Hemen her hafta yenilerinin eklenmesiyle, coğrafi işaret hakkı almış ürünlerin sayısı bini geçti.


COĞRAFİ İŞARETLİ ÜRÜNLER

 

 

Bazı iller arasında "bu ürün benim, senin değil" çekişmesi yıllardır süre gelirken ;

çiğköfte konusu masela, Şanlıurfa Adıyaman arasında, büryan kebabı da Siirt ve Bitlis arasında ihtilaf konusuyken ; tüm ülkede bir "coğrafi işaretler" furyası almış başını gidiyor.

Hemen her hafta yenilerinin eklenmesiyle, coğrafi işaret hakkı almış ürünlerin sayısı bini geçti.

Önceleri bu hakkı alabilmek oldukça zorken ; şimdi bu hakkı elde etmek çok basit.

Gözüne kestirdiğin ürünü birazcık allayıp pullayarak müracaat ediyorsun, kısa bir müddet sonra coğrafi işaret hakkı verildiğine dair müjdeli haberi alıyorsun.

Yarın öbür gün ;

Fırında makarnanın,

Çift sarılı yumurtadan menemenin,

Özel karışımlı pırasanın da coğrafi işaretler hakkı aldığı haberi duyulursa kimse şaşırmasın.

Başta Mardin'de olmak üzere, birçok ildeki taş fırınların tümünde üretilen tırnaklı pide dediğimiz ekmek bu hakkı alabiliyorsa coğrafi işaretli ürünlerin sayısı bini değil, binleri aşar.

Peki ;

* bazı illerdeki bazı kuruluşların müthiş bir başarısı olarak sunulup şova dönüştürülen bu girişimlerin gerçekleşebilmesinin bir kriteri yok mu ?

* coğrafi işaret hakkının alınması halinde o kente bir katma değer sağlanır mı ?

* ürünün coğrafi işaretli oluşu yeterli mi ?

* bu hakkı aldıktan sonra takip edilmesi ve denetlenmesi gerekmez mi ?

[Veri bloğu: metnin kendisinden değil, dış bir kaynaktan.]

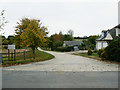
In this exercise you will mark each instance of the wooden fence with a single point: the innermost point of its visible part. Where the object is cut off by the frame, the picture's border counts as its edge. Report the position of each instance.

Coğrafi işaret hakkı alma yönetmeliği gereğince ürünün ;

* coğrafi sınırları belirli bir alan içinde yer alması gerekir,

* bu alana ait özellikler neticesinde meydana gelmiş bir ürün olma koşulu aranır,

* bir karakteristik özellik taşıması ve bu özelliğin bulunduğu bölge ile ilişkilendirilmiş olması gerekir.

Coğrafi işaret ;

bu kriterleri taşıyan ürünler için verilirken, bu üründen beklenen katma değerin sağlanmasının yolu da takip ve denetimden geçer.

İşaret hakkını aldığında var olan özellik ve kalitenin bozulmamış olmasının saptanması, olmasa olmaz koşulların başında gelir.

Mardin özelinde ele aldığımızda,

coğrafi işaretli ürünler arasında yer alan ;

* imlebbes,

* kaburga dolması,

* ikbebet,

* sembusek,

* kibe,

* Mardin bulguru,

* harire,

* turşu,

* telkari,

* Mardin taşının yer aldığı her tezgahta, gereken kalite ve özellikte olması sağlanmalı.

Belirlenmiş kalitede malzemenin belli oranda çeşitli karışımlarla bir araya getirilerek yapılan imlebbesin, bazı tezgahlarda orijinalinden uzak ve çeşitli katkı maddelerinden yapılmış haliyle yer aldığını görmekteyiz mesela.

Yine bazı restoranlarda, iç pilavın üstüne konan haşlama ete bir tutam maydanoz ve biraz karabiber serpilerek kaburga dolması diye satılmakta olduğunu çoğumuz biliyoruz.

Çantacı diye bilinen satıcıların pazarladığı Beypazarı ve Uzakdoğu ülkelerinden temin ettikleri düşük ayar gümüşten mamul makine işi takıların bazı gümüşçü vitrinlerinde yer aldığı ve Mardin veya Midyat Telkarisi diye satıldığı gerçeğiyle karşı karşıyayız.

Ticari ahlaktan uzak bir anlayışla ;

coğrafi işaret hakkına saygısızlık yapılmasını ve kent imajının zedelenmesini önlemek için denetim mekanizmasının hemen ve daima devreye girmesi kaçınılmaz olacaktır.

Fazla zorlanmadan alınmış coğrafi işaret hakkının denetlenip korunmasının çok zor olacağını düşünmüyorum.

Yeterki kentimiz imajının zedelenmesine müsaade etmeyelim.